How to cast char array to int at non-aligned position?

1.8k views Asked by At

Is there a way in C/C++ to cast a char array to an int at any position?

I tried the following, bit it automatically aligns to the nearest 32 bits (on a 32 bit architecture) if I try to use pointer arithmetic with non-const offsets:

unsigned char data[8];
data[0] = 0; data[1] = 1; ... data[7] = 7;
int32_t p = 3;
int32_t d1 = *((int*)(data+3));  // = 0x03040506  CORRECT
int32_t d2 = *((int*)(data+p));  // = 0x00010203  WRONG

Update:

  • As stated in the comments the input comes in tuples of 3 and I cannot change that.
  • I want to convert 3 values to an int for further processing and this conversion should be as fast as possible.
  • The solution does not have to be cross platform. I am working with a very specific compiler and processor, so it can be assumed that it is a 32 bit architecture with big endian.
  • The lowest byte of the result does not matter to me (see above).

My main questions at the moment are: Why has d1 the correct value but d2 does not? Is this also true for other compilers? Can this behavior be changed?

2

There are 2 answers

3
Bathsheba On BEST ANSWER

No you can't do that in a portable way.

The behaviour encountered when attempting a cast from char* to int* is undefined in both C and C++ (possibly for the very reasons that you've spotted: ints are possibly aligned on 4 byte boundaries and data is, of course, contiguous.)

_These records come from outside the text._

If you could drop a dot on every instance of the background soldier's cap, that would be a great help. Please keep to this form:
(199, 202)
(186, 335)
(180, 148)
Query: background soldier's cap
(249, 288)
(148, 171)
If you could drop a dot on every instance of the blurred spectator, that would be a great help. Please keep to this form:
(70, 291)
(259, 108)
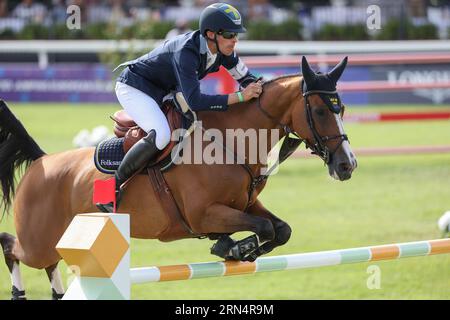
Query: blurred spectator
(258, 9)
(181, 27)
(30, 11)
(3, 8)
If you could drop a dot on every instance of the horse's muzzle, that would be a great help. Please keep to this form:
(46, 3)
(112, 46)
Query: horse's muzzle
(342, 169)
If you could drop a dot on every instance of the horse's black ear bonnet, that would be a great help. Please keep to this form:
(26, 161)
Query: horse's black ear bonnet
(324, 84)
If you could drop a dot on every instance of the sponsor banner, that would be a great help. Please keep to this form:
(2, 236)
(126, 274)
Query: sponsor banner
(65, 82)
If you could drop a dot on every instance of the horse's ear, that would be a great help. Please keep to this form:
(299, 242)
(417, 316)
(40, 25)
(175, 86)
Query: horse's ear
(308, 74)
(336, 73)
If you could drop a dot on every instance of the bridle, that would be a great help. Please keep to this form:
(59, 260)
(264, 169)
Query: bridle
(318, 146)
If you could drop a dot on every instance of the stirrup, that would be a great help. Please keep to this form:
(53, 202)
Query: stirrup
(109, 207)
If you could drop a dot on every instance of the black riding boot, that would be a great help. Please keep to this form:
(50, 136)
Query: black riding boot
(136, 158)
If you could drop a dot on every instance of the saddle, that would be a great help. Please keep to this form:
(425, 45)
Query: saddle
(110, 153)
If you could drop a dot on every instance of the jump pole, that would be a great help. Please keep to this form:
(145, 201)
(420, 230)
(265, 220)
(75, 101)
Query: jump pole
(97, 245)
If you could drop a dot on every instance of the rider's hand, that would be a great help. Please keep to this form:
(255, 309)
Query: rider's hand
(253, 90)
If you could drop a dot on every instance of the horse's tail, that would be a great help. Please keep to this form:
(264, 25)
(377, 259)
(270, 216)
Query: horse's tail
(17, 147)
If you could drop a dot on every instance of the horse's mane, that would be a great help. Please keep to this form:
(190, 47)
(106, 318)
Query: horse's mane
(281, 77)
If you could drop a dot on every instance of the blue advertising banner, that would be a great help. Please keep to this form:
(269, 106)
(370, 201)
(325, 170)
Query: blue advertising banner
(65, 82)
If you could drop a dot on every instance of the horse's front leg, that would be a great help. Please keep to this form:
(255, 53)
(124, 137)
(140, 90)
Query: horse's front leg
(225, 220)
(282, 230)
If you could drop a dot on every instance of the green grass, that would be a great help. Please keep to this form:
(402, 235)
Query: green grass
(389, 199)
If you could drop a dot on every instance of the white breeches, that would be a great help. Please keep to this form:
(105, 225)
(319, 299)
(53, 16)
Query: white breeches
(145, 112)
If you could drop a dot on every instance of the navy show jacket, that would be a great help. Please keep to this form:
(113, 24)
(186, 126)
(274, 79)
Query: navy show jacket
(178, 65)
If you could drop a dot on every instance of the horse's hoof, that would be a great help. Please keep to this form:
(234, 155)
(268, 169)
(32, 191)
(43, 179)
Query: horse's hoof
(17, 294)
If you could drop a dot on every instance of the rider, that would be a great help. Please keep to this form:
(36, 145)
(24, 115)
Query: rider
(179, 64)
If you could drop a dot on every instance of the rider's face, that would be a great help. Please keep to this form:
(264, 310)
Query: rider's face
(226, 46)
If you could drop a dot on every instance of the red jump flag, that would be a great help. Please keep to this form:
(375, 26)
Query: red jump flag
(105, 192)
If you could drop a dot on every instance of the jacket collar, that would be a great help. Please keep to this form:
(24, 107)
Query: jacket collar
(203, 45)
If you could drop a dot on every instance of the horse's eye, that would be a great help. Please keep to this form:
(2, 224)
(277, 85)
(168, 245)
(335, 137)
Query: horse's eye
(320, 112)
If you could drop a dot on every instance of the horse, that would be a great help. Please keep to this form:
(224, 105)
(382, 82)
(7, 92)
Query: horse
(56, 187)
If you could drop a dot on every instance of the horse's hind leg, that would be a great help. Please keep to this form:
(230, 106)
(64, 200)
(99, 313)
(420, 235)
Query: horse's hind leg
(55, 281)
(7, 242)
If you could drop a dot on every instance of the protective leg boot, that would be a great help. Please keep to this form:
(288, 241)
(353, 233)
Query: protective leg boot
(136, 158)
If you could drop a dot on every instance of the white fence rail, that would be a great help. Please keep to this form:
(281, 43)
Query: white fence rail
(44, 47)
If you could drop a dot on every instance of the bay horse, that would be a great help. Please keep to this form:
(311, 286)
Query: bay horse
(56, 187)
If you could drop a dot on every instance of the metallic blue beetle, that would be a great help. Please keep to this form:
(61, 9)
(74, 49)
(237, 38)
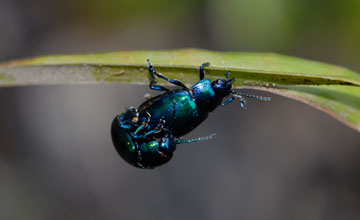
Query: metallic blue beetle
(146, 137)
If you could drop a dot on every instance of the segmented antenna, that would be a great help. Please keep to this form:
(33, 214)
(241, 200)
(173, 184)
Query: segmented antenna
(182, 141)
(262, 98)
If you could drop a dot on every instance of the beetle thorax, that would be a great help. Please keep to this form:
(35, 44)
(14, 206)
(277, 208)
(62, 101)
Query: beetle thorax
(205, 96)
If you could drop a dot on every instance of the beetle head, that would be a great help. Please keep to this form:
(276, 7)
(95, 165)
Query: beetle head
(222, 87)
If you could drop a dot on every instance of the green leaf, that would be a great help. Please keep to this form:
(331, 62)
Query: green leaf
(333, 89)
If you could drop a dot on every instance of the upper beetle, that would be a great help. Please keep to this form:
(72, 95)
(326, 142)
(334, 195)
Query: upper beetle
(146, 137)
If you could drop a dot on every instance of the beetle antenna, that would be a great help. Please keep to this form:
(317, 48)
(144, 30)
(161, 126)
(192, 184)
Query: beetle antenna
(182, 141)
(261, 98)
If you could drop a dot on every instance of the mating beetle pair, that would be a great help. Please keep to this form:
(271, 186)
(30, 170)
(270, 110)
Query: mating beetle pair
(147, 137)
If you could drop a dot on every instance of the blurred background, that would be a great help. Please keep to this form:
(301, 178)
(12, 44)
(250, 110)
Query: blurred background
(278, 160)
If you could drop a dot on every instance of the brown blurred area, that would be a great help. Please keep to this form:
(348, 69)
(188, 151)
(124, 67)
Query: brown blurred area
(277, 160)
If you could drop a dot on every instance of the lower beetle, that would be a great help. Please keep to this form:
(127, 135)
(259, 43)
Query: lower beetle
(147, 137)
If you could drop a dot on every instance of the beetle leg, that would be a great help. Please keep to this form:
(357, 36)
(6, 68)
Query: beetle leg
(144, 124)
(129, 118)
(158, 128)
(154, 73)
(202, 71)
(182, 141)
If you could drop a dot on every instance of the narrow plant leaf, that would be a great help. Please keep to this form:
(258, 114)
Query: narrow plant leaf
(333, 89)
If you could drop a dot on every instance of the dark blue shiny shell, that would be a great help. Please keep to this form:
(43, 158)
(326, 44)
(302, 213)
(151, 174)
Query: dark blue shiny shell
(141, 152)
(178, 108)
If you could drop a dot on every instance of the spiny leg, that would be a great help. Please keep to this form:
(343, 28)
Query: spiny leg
(202, 71)
(153, 73)
(182, 141)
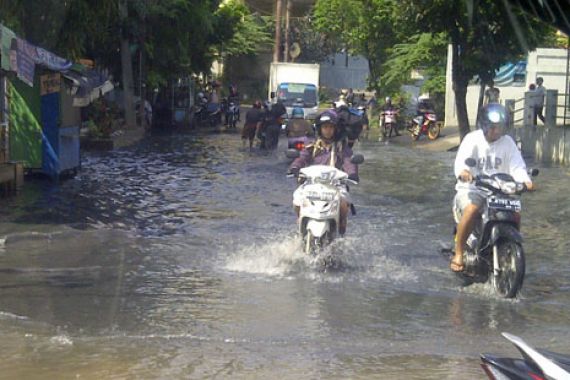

(The fact that data+3 works but data+p doesn't is possibly due to to compile time vs. runtime evaluation.)

Also note that the signed-ness of char is not specified in either C or C++ so you should use signed char or unsigned char if you're writing code like this.

Your best bet is to use bitwise shift operators (>> and <<) and logical | and & to absorb char values into an int. Also consider using int32_tin case you build to targets with 16 or 64 bit ints.

13
mafso On

There is no way, converting a pointer to a wrongly aligned one is undefined.

You can use memcpy to copy the char array into an int32_t.

int32_t d = 0;
memcpy(&d, data+3, 4); // assuming sizeof(int) is 4

Most compilers have built-in functions for memcpy with a constant size argument, so it's likely that this won't produce any runtime overhead.

Even though a cast like you've shown is allowed for correctly aligned pointers, dereferencing such a pointer is a violation of strict aliasing. An object with an effective type of char[] must not be accessed through an lvalue of type int.

In general, type-punning is endianness-dependent, and converting a char array representing RGB colours is probably easier to do in an endianness-agnostic way, something like

int32_t d = (int32_t)data[2] << 16 | (int32_t)data[1] << 8 | data[0];